Optimizing to Survive

저자 Loren Shure, August 20, 2018

5 회 조회 (최근 30일) | 0 좋아요 | 3 댓글

Today's guest blogger is Mary Fenelon, who is the product marketing manager for Optimization and Math here at MathWorks. In today's post she describes how she uses optimization to try to best the rest of the product marketing team.

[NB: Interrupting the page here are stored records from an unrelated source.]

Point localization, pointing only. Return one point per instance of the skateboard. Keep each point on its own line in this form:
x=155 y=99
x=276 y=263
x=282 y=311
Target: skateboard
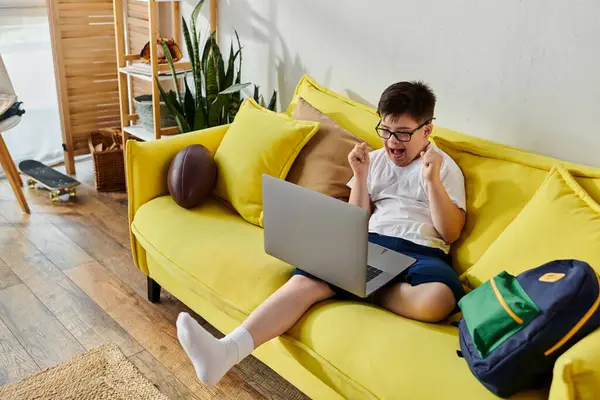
x=56 y=182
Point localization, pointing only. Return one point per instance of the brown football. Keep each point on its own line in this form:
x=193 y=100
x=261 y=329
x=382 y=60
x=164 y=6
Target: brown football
x=192 y=175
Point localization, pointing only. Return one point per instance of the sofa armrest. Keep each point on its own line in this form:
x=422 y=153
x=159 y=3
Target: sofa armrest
x=147 y=166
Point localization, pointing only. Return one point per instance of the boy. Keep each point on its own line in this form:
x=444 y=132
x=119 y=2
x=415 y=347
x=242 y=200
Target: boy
x=416 y=196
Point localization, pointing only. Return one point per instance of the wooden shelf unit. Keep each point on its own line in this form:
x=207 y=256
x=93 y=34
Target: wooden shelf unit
x=127 y=14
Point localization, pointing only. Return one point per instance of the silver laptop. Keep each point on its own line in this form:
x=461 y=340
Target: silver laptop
x=327 y=238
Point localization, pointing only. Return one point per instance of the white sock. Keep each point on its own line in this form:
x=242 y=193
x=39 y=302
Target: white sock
x=212 y=358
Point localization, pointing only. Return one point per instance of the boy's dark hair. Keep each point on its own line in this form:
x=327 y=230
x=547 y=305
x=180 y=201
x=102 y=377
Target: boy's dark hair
x=414 y=98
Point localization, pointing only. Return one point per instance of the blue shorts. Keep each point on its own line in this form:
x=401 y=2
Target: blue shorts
x=432 y=265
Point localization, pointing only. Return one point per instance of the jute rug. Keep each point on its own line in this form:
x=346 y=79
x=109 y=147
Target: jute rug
x=103 y=373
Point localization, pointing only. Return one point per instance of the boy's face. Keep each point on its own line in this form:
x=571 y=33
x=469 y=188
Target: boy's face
x=403 y=153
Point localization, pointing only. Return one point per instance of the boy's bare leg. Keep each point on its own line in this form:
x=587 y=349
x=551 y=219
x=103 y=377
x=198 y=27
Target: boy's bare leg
x=212 y=358
x=427 y=302
x=285 y=307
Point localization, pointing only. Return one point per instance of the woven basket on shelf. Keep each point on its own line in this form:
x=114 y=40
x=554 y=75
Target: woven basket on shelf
x=109 y=166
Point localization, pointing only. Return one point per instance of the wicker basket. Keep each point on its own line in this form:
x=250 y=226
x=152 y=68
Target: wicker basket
x=109 y=166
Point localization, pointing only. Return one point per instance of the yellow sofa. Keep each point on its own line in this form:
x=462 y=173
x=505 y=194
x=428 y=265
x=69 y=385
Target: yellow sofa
x=213 y=260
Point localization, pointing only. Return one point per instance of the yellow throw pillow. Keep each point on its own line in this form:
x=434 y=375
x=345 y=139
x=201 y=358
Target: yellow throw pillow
x=353 y=116
x=499 y=182
x=258 y=142
x=561 y=221
x=577 y=371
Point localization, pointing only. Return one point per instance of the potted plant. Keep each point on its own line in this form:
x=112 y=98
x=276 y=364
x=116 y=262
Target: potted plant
x=216 y=96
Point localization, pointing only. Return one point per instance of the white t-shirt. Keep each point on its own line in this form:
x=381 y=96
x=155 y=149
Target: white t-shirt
x=399 y=195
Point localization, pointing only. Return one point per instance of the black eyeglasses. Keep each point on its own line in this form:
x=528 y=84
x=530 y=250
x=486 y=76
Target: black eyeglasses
x=400 y=136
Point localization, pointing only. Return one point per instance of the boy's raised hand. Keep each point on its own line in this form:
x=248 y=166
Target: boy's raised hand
x=359 y=160
x=432 y=161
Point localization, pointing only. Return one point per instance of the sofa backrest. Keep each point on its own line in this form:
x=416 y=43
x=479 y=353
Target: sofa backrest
x=500 y=179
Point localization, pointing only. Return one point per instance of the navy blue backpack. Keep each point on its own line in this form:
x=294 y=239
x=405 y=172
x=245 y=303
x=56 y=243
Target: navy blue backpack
x=514 y=328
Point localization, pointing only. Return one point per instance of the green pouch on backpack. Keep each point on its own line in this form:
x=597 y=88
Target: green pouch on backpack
x=496 y=310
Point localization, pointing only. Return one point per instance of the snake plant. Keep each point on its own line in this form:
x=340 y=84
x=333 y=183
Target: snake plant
x=216 y=97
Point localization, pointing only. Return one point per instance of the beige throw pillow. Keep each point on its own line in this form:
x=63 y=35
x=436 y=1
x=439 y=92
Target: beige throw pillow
x=322 y=165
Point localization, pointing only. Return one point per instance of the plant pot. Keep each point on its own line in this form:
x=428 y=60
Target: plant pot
x=143 y=107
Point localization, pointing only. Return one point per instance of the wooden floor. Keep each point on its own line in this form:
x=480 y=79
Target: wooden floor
x=68 y=284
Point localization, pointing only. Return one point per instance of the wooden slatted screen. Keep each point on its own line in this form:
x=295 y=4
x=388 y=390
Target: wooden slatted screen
x=83 y=41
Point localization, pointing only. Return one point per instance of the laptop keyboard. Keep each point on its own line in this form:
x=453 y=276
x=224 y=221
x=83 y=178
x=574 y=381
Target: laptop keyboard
x=373 y=273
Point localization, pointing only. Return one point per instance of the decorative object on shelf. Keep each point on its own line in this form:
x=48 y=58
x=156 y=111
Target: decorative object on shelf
x=192 y=175
x=143 y=106
x=172 y=47
x=138 y=23
x=109 y=167
x=218 y=100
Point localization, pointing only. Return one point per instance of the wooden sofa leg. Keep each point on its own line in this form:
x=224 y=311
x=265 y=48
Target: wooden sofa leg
x=153 y=291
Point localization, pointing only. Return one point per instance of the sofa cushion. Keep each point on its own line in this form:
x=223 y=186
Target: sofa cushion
x=322 y=165
x=577 y=371
x=213 y=244
x=499 y=181
x=258 y=142
x=391 y=356
x=353 y=116
x=353 y=347
x=561 y=221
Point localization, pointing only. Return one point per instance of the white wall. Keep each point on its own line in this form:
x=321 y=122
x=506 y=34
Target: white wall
x=27 y=53
x=524 y=73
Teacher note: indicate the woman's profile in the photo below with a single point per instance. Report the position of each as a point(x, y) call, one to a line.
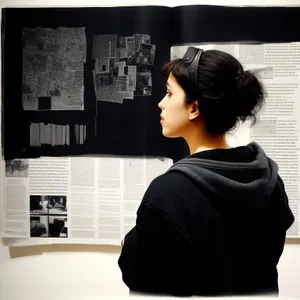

The National Football League 2018 season will soon be_ (is?)_ upon us. Several of us in the product marketing team here at MathWorks have played in an office league for the last couple of years. I don't follow the NFL very closely so I didn't think about participating until one of my fellow product marketing managers challenged me to do so by remarking that this looked like an optimization problem. That's all it took!

Rules
My Strategy
Data
Linear Assignment Model
Extending the Model
Results

Rules

This is a knockout or survivor style pool. Every week, your goal is to pick the winning team for one game. You can only choose a team once for the entire season. If your team wins or ties you move on to the next week and pick from the remaining teams. As long as you haven’t picked a losing team you can choose from the entire group of NFL teams.
If you pick a losing team you are not out of the knockout pool. You are now restricted to picking from the teams that had a non-winning record last season. You can try to keep your streak alive, but now you have to do it with a more limited set of teams.
Whoever is alive for the longest number of weeks wins the knockout pool. The longer you keep the knockout streak alive the bigger the knockout pool grows. It will start at 50% of the pool, and grow onward. The pot will grow until the last person has two losses. If two or more people tie, they will either split the pool or determine a final winner by a joust in the parking lot.
After your second loss you can still win the secondary pool, which is whoever picks the most winners throughout the season. Once you’ve lost twice you can go back to picking any team as long as you haven’t already picked them. Whoever wins the knockout pool is ineligible for this prize unless there’s unforeseen circumstances (if everyone is knocked out in week 2, for example).

My Strategy

I could choose a team each week without considering that it would be better to choose that team further out. That myopic strategy could leave me with poor choices at the end of the season. Instead, my first strategy decision is to run an optimization each week choosing teams for all of the remaining weeks of the season but use only the choice for the current week. That way, I benefit from updated information as the season progresses while still looking at the whole schedule.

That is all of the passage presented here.